I assume that it drops it into the current directory.  The process does
have permissions there.  Perhaps I need to make sure that the process is
started in the pgsql directory.

Nope.  I just tried to gcore the sshd, named, mountd and a few other
root processes and none of them worked either.

> | Funny you should mention attaching gdb as that is the other
> | thing that fails.  If I try to attach it tells me something about
> | already debugging and then kills the PostgreSQL process when I exit
> | gdb.
> 
> That is probably because there is another ktrace or gdb attached to
> it.

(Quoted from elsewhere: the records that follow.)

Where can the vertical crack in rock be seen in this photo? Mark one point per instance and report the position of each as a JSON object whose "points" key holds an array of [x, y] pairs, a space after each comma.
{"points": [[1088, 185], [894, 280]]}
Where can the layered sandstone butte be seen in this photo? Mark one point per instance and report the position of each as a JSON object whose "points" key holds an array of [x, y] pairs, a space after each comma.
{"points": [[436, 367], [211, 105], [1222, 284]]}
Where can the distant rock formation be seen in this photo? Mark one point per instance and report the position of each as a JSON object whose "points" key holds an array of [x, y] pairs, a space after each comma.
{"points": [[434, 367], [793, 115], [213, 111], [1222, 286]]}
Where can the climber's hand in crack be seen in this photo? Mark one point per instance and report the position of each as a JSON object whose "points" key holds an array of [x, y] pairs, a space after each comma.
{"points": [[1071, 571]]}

Does ps show 'X' in the status column?

Nope.  I have rebooted (and rebuilt) many times and I am the only person
working on this system.  Also, ps does not show 'X' in the status
column.

> | Note that gcore fails on -current as well.  The gdb attach works
> | fine though.  Unfortunately, so does PostgreSQL (it doesn't get into
> | a busy loop) so I can't use that to track down my PostgreSQL
> | problem.
> 
> So the problem is fixed :-)

In -current, yes.  But we can't leave our release in that state, can we?
 That's why I am trying to debug this with the 2.0 branch instead of the
release.  I am hoping we can fix this for 2.0.1 or at least 2.1.